Dans le monde arabe, certaines révolutions sont entrées dans une deuxième phase. Ce sont ceux qui ont profité politiquement de la révolte contre la dictature qui, à leur tour, sont aujourd’hui violemment contestés. C’est spectaculairement le cas en Égypte, où le président Mohamed Morsi, issu des Frères musulmans, est sommé de démissionner par le jeune mouvement Tamarrod (« rébellion » en arabe). Dimanche, des millions de manifestants ont exigé son départ. Mais le mouvement n’est pas dénué d’ambiguïtés. L’échec économique et politique des Frères musulmans et la contestation qui s’est ensuivie ont replacé l’armée en position d’arbitre. « Les forces armées ont le devoir d’intervenir pour empêcher l’Égypte de plonger dans un tunnel sombre de conflits et de troubles », a même clamé le général Abdel Fattah al-Sissi, chef des militaires, qui aposé un véritable ultimatum, lundi 1er juillet, à Mohamed Morsi. Une « restauration » à la mode égyptienne est-elle possible ? Une partie de la population, alliant la jeunesse occidentalisée, qui ne veut pas tomber sous le joug des islamistes, à des commerçants effrayés par la désorganisation économique, pourrait être tentée par la théorie du « moindre mal ». Cependant, la révolution égyptienne met aussi en évidence son principal acquis : une liberté de parole et de manifester que l’on imagine difficilement réversible. Une liberté dont usent même des ministres, puisque quatre d’entre eux ont donné leur démission. D’une certaine façon, la situation apporte un démenti flagrant à ceux qui prédisaient à la nouvelle Égypte un destin à l’iranienne.

Les Frères musulmans sont confrontés aux aléas du pouvoir et sanctionnés par leur échec économique. Ce qui associe paradoxalement le pays aux échecs des démocraties occidentales. Mais l’Égypte est confrontée, comme tous les pays dominés par des courants islamistes, à un violent antagonisme culturel.

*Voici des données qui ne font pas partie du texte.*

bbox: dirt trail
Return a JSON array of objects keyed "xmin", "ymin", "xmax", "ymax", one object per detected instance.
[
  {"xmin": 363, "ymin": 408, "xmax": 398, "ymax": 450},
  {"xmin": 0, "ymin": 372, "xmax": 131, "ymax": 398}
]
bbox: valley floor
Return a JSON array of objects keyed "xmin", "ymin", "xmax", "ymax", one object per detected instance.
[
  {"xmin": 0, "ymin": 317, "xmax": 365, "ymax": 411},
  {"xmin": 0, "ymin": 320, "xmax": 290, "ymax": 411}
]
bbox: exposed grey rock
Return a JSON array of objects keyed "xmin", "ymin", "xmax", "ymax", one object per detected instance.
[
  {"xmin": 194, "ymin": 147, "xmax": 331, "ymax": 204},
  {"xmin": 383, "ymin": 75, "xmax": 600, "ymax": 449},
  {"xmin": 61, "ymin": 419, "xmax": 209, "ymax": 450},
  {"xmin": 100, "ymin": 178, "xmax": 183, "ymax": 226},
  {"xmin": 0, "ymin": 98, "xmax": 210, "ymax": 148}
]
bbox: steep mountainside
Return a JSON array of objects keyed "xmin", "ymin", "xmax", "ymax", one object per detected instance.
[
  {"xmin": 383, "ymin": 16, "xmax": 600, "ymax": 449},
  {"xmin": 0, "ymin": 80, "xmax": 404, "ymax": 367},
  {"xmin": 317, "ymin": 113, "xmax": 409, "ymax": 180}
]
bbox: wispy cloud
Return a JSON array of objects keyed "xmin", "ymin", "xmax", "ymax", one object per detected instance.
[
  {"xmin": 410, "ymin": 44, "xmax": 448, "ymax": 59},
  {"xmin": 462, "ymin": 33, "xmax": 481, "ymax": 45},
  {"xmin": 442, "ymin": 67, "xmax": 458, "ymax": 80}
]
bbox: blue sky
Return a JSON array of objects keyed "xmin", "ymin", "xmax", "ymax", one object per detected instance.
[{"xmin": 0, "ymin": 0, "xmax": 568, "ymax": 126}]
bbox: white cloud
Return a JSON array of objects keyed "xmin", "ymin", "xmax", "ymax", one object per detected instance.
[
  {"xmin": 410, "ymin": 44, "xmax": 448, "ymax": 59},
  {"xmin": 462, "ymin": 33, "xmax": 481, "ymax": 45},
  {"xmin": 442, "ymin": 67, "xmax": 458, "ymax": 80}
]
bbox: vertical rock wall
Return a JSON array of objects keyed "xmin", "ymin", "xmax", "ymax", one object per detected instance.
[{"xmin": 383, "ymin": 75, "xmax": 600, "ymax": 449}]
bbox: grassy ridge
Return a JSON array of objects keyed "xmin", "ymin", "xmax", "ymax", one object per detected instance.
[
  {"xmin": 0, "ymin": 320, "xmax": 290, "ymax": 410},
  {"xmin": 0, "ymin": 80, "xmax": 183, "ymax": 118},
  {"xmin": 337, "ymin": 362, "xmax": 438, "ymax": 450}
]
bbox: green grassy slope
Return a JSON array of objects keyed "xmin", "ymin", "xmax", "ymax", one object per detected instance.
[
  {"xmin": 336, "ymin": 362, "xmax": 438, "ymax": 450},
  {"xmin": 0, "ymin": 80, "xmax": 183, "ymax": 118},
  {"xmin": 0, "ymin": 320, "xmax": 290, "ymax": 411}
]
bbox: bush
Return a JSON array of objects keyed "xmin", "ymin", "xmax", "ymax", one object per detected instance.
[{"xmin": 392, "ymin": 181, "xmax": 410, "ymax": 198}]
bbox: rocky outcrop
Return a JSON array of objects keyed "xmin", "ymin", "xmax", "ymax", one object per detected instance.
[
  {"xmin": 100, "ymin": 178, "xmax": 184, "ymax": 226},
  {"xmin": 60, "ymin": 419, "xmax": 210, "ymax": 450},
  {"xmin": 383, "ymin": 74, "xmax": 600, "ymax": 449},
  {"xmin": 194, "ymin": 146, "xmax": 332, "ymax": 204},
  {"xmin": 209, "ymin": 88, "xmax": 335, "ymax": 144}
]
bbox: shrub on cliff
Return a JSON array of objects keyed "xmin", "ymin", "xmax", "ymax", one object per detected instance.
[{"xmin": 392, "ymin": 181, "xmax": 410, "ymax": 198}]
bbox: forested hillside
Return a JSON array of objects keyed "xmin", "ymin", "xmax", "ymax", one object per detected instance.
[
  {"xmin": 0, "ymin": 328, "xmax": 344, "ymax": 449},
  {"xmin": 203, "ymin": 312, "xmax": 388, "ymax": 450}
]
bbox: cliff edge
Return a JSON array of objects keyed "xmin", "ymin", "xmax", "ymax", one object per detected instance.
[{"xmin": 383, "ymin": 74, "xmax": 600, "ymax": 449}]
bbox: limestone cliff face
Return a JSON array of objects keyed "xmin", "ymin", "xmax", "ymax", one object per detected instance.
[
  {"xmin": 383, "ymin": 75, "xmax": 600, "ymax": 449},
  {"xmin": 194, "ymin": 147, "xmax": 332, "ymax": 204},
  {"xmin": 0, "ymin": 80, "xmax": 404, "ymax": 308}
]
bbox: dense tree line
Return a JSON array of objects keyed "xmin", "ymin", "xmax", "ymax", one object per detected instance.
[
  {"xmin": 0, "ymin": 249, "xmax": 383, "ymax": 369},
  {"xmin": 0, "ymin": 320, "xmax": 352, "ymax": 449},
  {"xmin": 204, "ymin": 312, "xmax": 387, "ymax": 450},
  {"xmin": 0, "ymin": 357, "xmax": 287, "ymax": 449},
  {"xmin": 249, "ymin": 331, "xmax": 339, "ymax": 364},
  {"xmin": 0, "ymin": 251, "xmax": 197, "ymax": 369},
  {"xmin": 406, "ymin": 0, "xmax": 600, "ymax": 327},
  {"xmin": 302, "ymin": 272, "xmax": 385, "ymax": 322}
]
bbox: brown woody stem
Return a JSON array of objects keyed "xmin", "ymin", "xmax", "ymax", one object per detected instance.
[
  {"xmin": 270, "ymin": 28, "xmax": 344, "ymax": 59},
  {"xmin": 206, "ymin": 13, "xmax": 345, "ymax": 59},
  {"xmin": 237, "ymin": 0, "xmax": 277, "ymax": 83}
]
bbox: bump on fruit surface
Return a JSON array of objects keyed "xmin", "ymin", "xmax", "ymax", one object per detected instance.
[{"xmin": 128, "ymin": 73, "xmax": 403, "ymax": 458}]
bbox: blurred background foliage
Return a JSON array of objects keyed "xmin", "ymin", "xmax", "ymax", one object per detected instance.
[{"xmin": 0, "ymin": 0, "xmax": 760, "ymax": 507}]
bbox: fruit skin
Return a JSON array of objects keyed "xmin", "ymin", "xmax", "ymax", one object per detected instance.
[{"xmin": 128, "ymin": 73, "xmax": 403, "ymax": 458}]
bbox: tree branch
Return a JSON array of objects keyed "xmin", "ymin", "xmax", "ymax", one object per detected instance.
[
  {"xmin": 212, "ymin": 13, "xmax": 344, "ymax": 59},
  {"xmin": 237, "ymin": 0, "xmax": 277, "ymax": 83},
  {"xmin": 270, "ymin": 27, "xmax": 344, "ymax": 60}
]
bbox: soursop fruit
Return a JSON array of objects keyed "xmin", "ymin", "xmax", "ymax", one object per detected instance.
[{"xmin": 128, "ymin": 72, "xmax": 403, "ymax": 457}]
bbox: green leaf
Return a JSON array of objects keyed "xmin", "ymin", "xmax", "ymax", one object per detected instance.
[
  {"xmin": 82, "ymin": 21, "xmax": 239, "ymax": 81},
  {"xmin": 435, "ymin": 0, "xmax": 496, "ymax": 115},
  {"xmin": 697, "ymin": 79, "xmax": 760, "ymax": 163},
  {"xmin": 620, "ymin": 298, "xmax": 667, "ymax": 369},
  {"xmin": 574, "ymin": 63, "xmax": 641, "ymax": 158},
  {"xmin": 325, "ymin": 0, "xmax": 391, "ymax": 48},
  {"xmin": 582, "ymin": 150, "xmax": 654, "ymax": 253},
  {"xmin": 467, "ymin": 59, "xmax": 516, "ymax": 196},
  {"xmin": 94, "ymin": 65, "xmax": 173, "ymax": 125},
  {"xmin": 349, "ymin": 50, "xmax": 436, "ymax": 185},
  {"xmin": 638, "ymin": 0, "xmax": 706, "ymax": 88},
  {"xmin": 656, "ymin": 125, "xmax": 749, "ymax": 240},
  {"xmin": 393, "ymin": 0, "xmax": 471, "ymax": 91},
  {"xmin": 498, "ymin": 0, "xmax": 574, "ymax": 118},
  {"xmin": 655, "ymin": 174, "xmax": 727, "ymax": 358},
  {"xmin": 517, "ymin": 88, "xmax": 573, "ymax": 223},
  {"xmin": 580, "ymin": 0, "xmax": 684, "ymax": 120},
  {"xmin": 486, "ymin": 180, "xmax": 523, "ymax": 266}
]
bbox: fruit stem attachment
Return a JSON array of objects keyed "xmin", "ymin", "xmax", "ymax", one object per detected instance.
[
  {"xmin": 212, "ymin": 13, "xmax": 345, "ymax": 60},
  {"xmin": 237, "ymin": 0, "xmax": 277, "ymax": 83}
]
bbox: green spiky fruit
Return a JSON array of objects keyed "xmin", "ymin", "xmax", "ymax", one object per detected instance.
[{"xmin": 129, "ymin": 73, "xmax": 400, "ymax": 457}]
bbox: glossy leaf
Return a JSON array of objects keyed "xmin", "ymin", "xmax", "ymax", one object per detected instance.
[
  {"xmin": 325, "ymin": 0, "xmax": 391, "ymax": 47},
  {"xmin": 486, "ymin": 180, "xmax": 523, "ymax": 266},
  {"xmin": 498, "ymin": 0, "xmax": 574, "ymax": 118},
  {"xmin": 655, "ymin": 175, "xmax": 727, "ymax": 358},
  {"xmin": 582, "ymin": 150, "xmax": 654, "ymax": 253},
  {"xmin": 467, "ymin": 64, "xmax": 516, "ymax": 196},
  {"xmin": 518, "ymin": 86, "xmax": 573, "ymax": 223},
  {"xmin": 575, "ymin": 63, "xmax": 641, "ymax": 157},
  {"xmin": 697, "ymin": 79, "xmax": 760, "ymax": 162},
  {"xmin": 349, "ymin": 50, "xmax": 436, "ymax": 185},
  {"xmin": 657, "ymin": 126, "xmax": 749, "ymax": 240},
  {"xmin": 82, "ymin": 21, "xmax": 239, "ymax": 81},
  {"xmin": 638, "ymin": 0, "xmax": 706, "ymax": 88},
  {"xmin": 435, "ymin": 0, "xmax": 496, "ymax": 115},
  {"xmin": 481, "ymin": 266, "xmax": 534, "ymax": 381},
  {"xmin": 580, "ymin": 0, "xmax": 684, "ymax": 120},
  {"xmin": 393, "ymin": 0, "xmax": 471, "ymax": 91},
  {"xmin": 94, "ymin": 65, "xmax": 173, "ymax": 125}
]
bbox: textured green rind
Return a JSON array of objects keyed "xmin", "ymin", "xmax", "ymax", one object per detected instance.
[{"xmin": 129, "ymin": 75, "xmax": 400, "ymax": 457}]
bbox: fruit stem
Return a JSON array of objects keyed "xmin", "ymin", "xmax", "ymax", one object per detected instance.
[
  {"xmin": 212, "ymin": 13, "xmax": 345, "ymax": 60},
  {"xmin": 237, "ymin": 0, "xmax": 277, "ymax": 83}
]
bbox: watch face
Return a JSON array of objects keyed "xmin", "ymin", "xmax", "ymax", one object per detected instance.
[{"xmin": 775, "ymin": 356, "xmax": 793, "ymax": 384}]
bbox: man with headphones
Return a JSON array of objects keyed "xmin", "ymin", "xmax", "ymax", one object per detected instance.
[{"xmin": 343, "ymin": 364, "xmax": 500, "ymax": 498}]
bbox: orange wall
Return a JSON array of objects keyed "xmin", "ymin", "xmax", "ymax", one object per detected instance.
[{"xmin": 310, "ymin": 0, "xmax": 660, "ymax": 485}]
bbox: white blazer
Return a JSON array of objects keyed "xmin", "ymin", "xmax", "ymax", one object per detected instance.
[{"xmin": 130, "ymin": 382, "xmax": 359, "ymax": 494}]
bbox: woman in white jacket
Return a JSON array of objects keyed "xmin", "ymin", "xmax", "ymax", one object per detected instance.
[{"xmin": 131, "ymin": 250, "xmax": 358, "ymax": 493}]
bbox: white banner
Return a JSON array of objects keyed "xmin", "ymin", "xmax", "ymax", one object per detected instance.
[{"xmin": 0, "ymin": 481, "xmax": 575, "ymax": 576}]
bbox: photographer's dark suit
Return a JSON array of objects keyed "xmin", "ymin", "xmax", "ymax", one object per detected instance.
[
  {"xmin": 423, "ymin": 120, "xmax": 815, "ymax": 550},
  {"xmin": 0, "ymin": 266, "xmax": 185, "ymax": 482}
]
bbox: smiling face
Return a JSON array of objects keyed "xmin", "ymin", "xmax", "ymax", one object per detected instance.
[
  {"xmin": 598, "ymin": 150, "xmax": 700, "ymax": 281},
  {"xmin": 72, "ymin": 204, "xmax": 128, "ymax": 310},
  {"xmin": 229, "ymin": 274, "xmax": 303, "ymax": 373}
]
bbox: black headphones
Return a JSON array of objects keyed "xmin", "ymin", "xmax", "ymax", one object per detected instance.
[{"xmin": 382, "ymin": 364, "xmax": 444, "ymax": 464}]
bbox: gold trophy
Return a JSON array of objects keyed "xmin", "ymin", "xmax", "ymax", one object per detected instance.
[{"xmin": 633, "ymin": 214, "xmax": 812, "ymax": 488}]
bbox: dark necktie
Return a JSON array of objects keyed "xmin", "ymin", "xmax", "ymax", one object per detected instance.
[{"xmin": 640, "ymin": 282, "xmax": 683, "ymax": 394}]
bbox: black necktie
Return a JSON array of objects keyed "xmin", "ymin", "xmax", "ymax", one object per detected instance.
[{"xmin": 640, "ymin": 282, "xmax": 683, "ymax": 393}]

Ces nouvelles classes, celles de la place Tahrir et de Facebook, résistent à la pression conservatrice. Dans un tout autre contexte, l’événement de ces dernières semaines est évidemment la révolte des classes moyennes au Brésil. Un pays « émergent » que la doxa libérale montrait en exemple il y a peu encore. Comme le souligne Cândido Grzybowski (voir entretien p. 20), les gouvernements de gauche de Lula puis de Dilma Rousseff ont certes réduit la grande pauvreté, mais ils n’ont pas touché aux structures d’un système de plus en plus inégalitaire. Et ce sont bien les classes moyennes qui ont donné cette fois le signal d’une révolte qui vise les fondements du système capitaliste.